Just a stone's throw from him, across the Öresund, lies Helsingborg, whose port has been identified as a gateway for cocaine to northern Europe. As controls have been tightened in the EU's largest ports - Rotterdam, Antwerp and Hamburg - the criminal gangs have shown increasing interest in smaller ports.
Measures against narcotics
Hummelgaard hopes that small and medium-sized ports can learn from what the largest ports have done in terms of security work and how narcotics can be detected.
This is one of the topics when the EU's port alliance now meets in Helsingør in Denmark. The alliance was created last year to take measures against organized narcotics trade.
There is a great need for us to coordinate our efforts across governments, authorities, police, customs and not least private ports and suppliers, says Peter Hummelgaard.

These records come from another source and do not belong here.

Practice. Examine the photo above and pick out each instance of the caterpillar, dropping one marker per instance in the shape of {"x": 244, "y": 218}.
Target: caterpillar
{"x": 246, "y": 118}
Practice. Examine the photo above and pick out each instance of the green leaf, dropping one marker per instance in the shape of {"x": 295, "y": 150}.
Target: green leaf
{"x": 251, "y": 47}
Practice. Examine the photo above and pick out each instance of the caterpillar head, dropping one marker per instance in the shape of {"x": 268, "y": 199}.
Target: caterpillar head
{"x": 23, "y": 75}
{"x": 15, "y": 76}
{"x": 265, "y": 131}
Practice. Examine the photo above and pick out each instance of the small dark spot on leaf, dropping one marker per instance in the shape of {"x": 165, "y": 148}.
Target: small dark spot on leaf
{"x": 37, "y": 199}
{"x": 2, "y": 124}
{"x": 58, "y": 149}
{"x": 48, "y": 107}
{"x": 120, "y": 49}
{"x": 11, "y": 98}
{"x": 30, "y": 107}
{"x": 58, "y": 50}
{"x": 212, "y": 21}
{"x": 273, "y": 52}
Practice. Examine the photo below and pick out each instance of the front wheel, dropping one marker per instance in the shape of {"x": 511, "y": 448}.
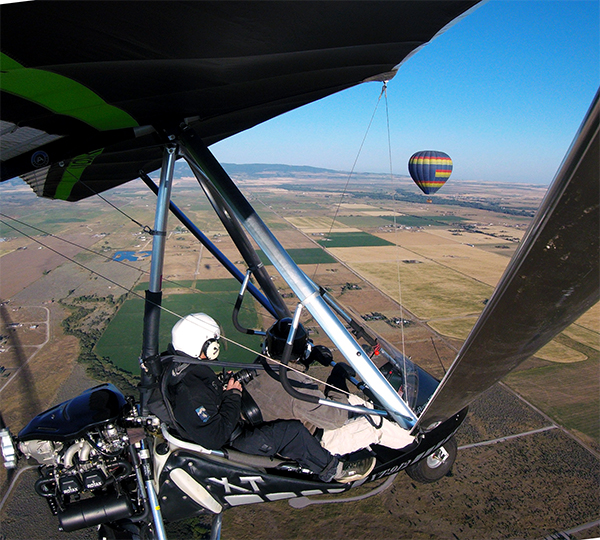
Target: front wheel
{"x": 435, "y": 465}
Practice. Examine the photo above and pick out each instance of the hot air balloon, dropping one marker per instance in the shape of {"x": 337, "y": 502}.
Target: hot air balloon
{"x": 430, "y": 170}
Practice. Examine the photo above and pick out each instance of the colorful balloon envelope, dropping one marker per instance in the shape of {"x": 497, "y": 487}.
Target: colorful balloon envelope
{"x": 430, "y": 170}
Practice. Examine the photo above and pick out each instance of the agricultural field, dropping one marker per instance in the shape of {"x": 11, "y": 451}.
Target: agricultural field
{"x": 433, "y": 266}
{"x": 122, "y": 339}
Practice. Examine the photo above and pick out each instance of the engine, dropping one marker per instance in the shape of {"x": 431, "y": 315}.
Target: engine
{"x": 86, "y": 471}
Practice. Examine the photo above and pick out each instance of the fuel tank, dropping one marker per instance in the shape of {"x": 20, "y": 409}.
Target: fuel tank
{"x": 72, "y": 418}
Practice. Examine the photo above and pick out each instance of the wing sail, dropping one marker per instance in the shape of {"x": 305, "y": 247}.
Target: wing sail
{"x": 552, "y": 279}
{"x": 221, "y": 67}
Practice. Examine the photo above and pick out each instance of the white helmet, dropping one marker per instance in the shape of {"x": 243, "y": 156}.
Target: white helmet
{"x": 196, "y": 334}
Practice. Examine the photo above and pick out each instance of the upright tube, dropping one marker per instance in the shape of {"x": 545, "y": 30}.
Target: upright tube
{"x": 302, "y": 286}
{"x": 150, "y": 345}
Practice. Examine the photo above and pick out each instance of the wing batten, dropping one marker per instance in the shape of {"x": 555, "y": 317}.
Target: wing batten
{"x": 553, "y": 278}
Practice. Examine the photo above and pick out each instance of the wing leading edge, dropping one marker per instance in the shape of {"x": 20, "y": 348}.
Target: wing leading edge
{"x": 90, "y": 89}
{"x": 552, "y": 279}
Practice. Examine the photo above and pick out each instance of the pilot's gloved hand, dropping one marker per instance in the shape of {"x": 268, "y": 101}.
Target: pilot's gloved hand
{"x": 338, "y": 376}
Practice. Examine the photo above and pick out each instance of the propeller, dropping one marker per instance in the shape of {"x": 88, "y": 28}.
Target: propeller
{"x": 552, "y": 279}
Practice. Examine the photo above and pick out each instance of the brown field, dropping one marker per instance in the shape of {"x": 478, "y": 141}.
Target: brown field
{"x": 558, "y": 477}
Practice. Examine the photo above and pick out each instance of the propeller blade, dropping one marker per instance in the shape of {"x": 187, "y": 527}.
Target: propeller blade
{"x": 552, "y": 279}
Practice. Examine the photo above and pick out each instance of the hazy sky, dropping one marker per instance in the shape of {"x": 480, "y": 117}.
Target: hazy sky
{"x": 503, "y": 92}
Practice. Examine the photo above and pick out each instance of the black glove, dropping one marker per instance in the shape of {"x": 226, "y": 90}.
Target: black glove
{"x": 338, "y": 376}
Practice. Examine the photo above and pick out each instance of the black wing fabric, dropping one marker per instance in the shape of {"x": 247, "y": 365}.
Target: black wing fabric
{"x": 89, "y": 89}
{"x": 552, "y": 280}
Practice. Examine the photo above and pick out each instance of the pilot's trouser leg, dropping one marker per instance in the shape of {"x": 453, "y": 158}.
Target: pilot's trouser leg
{"x": 290, "y": 439}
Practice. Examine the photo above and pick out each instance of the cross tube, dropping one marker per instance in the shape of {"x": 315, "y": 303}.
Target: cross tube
{"x": 303, "y": 288}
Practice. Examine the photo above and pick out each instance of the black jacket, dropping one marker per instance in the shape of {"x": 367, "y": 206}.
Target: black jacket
{"x": 201, "y": 407}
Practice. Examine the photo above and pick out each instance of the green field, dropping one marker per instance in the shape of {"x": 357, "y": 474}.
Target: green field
{"x": 423, "y": 221}
{"x": 303, "y": 256}
{"x": 353, "y": 239}
{"x": 122, "y": 339}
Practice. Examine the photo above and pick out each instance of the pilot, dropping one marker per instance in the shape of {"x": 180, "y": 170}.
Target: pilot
{"x": 340, "y": 432}
{"x": 209, "y": 412}
{"x": 272, "y": 399}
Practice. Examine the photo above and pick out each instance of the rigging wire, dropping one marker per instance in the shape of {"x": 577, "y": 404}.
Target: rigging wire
{"x": 397, "y": 244}
{"x": 159, "y": 306}
{"x": 339, "y": 205}
{"x": 145, "y": 228}
{"x": 108, "y": 258}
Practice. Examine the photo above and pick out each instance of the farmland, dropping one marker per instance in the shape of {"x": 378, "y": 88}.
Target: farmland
{"x": 435, "y": 265}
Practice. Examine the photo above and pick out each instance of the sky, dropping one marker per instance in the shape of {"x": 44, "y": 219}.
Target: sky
{"x": 503, "y": 92}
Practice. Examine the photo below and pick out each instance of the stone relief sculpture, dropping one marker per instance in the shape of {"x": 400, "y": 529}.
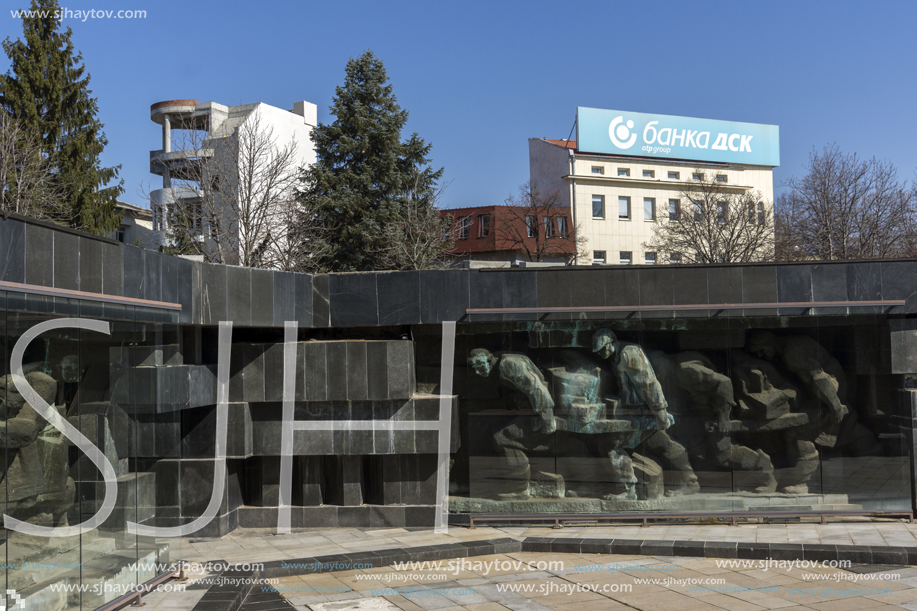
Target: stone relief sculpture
{"x": 39, "y": 489}
{"x": 784, "y": 397}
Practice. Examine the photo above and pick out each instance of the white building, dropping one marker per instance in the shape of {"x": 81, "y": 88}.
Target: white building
{"x": 624, "y": 173}
{"x": 208, "y": 131}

In recent years, Swedish customs and police have carried out special operations around Helsingborg's port, which has resulted in large seizures, convictions and investigations that are still ongoing.
There is continued activity. There is nothing to suggest that the smuggling has stopped, says Sara Frenk, acting deputy head of the Customs Crime Unit South.
Lucrative cocaine trade
In the police cooperation Europol's latest report on serious crime in the EU, it is described how criminal networks adapt their routes and methods to reduce the risk of losing the cocaine.
It's our everyday life that they constantly change their modus operandi. There's a lot of money in the cocaine trade, so their imagination has no limits when it comes to us not finding it, says Sara Frenk.
It is still most common for cocaine to be transported in containers from South America. This makes Helsingborg, with its many deliveries of fruit and vegetables from South America, interesting. But Europol notes that it has become more common with drop-off, where ships release the narcotics at sea and small boats pick it up there. Sara Frenk is also familiar with the method, but says that drop-off is used more on the Danish side.